Rosas also ordered the company to post a “Notice to Employees” at all of its facilities in the U.S. notifying workers that “the National Labor Relations Board has found that we violated Federal labor law.”

Rosas further ordered that the company reopen a Buffalo, N.Y., area store and reinstate a number of workers who the board concluded were fired for their union activities.

Additionally, he ordered Starbucks to cease and desist from a number of unlawful actions, including promising employees increased benefits if they did not join a union, engaging in surveillance by photographing employees wearing union pins and prohibiting employees from talking about their wages.

“We believe the decision and the remedies ordered are inappropriate given the record in this matter and are considering all options to obtain further legal review,” a spokesperson for Starbucks said in a statement.

Professor Rebecca Givan, New Jersey labor advocate Lisa McCormick, and Gary Bonadonna Jr., manager of the Workers United regional joint board.

“To order a company to reopen stores that it’s closed should be embarrassing for Starbucks,” said Rebecca Givan, an associate professor of labor studies at Rutgers University, who called the consequential damages imposed for Starbucks’ retaliatory actions, “a big deal.”

Givan previously said, “The penalties for breaking the National Labor Relations Act are quite weak, and that’s a huge problem because it doesn’t really serve as a deterrent.

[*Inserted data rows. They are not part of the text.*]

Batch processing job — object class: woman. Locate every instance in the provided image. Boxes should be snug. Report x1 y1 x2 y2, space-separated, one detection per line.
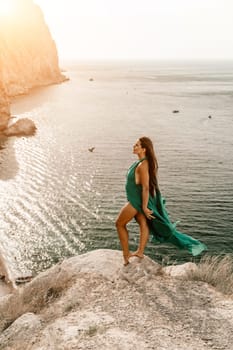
116 136 207 266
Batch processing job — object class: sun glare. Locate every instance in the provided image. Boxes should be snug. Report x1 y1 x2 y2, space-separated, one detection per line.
0 0 14 17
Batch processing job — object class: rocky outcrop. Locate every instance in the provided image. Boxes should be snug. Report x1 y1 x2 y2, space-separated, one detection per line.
0 249 233 349
3 118 36 136
0 83 10 132
0 0 66 136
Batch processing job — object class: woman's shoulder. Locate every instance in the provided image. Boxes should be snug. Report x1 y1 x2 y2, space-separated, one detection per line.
137 159 149 171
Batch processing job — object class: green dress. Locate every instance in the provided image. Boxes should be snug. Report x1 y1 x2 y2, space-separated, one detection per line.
126 158 207 256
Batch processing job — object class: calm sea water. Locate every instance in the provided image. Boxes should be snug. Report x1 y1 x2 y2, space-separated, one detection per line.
0 60 233 275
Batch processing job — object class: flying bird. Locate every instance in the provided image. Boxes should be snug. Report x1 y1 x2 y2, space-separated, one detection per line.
88 147 95 152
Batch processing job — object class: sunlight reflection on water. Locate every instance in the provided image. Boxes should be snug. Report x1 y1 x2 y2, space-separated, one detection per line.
1 61 233 274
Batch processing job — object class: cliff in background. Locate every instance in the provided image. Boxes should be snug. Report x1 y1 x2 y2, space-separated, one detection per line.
0 0 66 133
0 82 10 131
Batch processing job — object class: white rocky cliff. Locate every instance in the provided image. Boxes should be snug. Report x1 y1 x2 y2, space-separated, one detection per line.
0 0 66 135
0 250 233 350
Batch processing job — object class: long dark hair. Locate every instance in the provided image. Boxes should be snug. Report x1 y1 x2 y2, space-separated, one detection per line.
139 136 159 196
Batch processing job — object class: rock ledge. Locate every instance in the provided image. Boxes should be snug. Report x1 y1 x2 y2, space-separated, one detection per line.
0 249 233 350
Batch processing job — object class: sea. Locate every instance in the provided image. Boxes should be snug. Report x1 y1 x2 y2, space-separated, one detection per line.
0 60 233 275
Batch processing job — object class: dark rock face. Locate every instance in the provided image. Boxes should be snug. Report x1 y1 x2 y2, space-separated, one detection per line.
0 0 66 135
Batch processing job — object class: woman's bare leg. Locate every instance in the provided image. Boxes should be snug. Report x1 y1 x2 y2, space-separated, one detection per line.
116 203 138 265
131 212 149 258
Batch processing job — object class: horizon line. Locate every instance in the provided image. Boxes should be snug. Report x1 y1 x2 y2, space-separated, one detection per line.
60 57 233 64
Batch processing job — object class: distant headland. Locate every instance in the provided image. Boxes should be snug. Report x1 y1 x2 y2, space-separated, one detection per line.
0 0 67 137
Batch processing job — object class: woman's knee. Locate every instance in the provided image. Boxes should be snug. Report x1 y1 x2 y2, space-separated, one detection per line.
136 214 148 230
115 217 124 229
115 203 137 229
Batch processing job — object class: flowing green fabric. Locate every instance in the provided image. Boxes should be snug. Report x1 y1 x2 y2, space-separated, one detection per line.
126 158 207 256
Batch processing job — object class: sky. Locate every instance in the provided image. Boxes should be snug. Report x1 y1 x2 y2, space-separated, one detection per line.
31 0 233 61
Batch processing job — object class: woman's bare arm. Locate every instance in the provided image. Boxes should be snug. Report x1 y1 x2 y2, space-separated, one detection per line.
138 161 154 219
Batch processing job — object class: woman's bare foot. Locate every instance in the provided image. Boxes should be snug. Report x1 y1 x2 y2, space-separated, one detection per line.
130 250 144 259
123 253 131 266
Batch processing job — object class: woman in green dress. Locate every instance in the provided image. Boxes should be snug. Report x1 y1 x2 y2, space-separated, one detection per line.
116 136 207 266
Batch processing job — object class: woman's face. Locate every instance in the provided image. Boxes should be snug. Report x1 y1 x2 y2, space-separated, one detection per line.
133 140 146 156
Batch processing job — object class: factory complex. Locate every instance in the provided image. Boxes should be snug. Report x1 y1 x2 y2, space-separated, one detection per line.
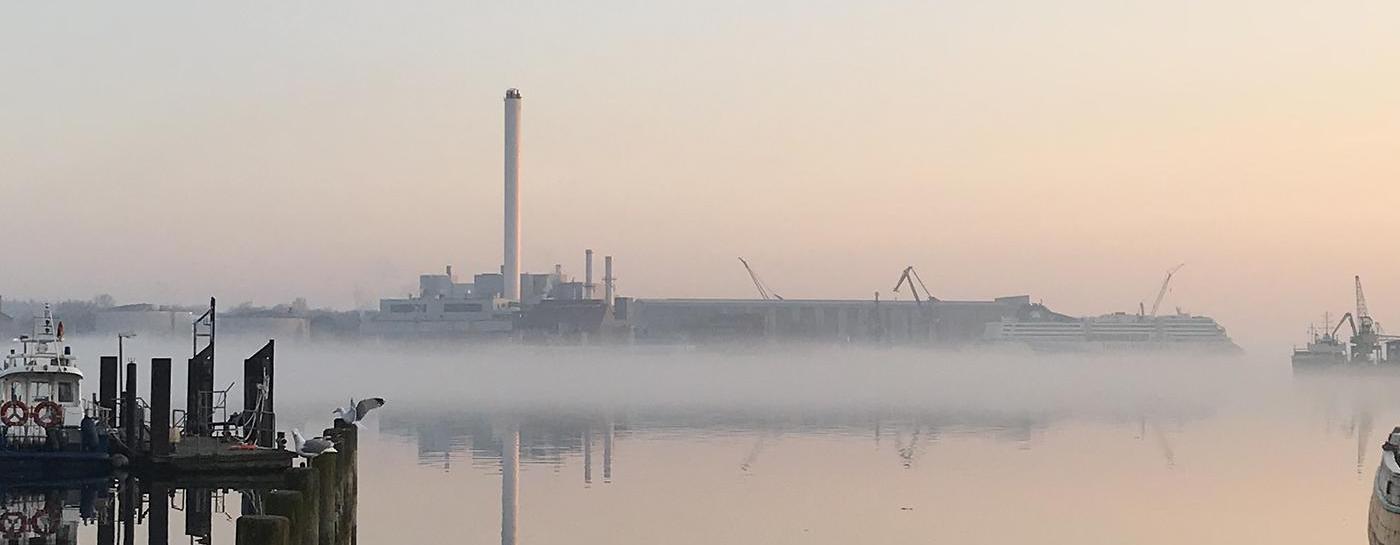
350 89 1238 352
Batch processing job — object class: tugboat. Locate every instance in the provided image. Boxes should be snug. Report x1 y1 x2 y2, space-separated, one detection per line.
0 305 111 477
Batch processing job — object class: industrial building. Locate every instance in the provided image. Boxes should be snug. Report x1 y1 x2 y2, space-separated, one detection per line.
357 87 1120 347
626 296 1033 344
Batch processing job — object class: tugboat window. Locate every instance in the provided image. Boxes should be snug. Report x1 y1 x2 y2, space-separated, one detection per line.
32 382 52 402
58 381 75 403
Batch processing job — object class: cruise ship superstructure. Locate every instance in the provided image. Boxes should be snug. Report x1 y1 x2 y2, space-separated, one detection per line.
983 308 1238 353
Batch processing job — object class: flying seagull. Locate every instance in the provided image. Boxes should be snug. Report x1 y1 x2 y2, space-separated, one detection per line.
292 429 338 458
333 397 386 426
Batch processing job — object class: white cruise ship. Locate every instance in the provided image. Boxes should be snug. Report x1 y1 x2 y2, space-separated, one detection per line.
983 306 1238 353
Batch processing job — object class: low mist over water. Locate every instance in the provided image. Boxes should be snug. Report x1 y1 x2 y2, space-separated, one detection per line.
57 337 1400 543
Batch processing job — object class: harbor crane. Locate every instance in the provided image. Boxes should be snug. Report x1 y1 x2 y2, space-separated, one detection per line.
893 266 938 304
1149 263 1186 317
1351 275 1383 362
738 257 783 301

Employers decide that it’s just worth it to break the law because the consequences are fairly mild.”

“Starbucks Workers United has taken the nation by storm, reviving our labor movement with more new unions formed in 12 months than in any of the last 20 years,” said worker advocate Lisa McCormick. “Despite Starbucks’ ruthless union-busting, firing nearly 200 labor leaders across the country and shutting worker-organized stores, Americans continue to fight and stand up for their rights against one of the worst federal labor law violators in history. Anyone who calls me ‘a perennial candidate’ should look at this and understand that persistence pays.”

“When workers launched their organizing campaign in the summer of 2021, we never could have imagined the lengths Starbucks would go to try to stop employees from exercising their legal right to organize,” said Gary Bonadonna Jr., manager of the Workers United Rochester regional joint board.

“This ruling proves what we have been saying all along — Starbucks is the poster child of union-busting in the United States. We are thrilled that the company is being held accountable for their actions and we will continue to fight until every Starbucks worker wins the right to organize,” said Bonadonna.

Starbucks, which currently has 281 unionized locations, according to Union Election Data, has been a target of progressive frustration for years.

Sen. Bernie Sanders (I-Vt.) is seeking a public showdown with the company’s CEO Howard Schultz, who declined the left-wing lawmaker’s invitation to testify in front of a Senate panel last month.

Sanders said on Wednesday that he was planning to hold a vote on his Senate Committee on Health, Education, Labor and Pensions, which he chairs, to secure a subpoena for Schultz’s testimony.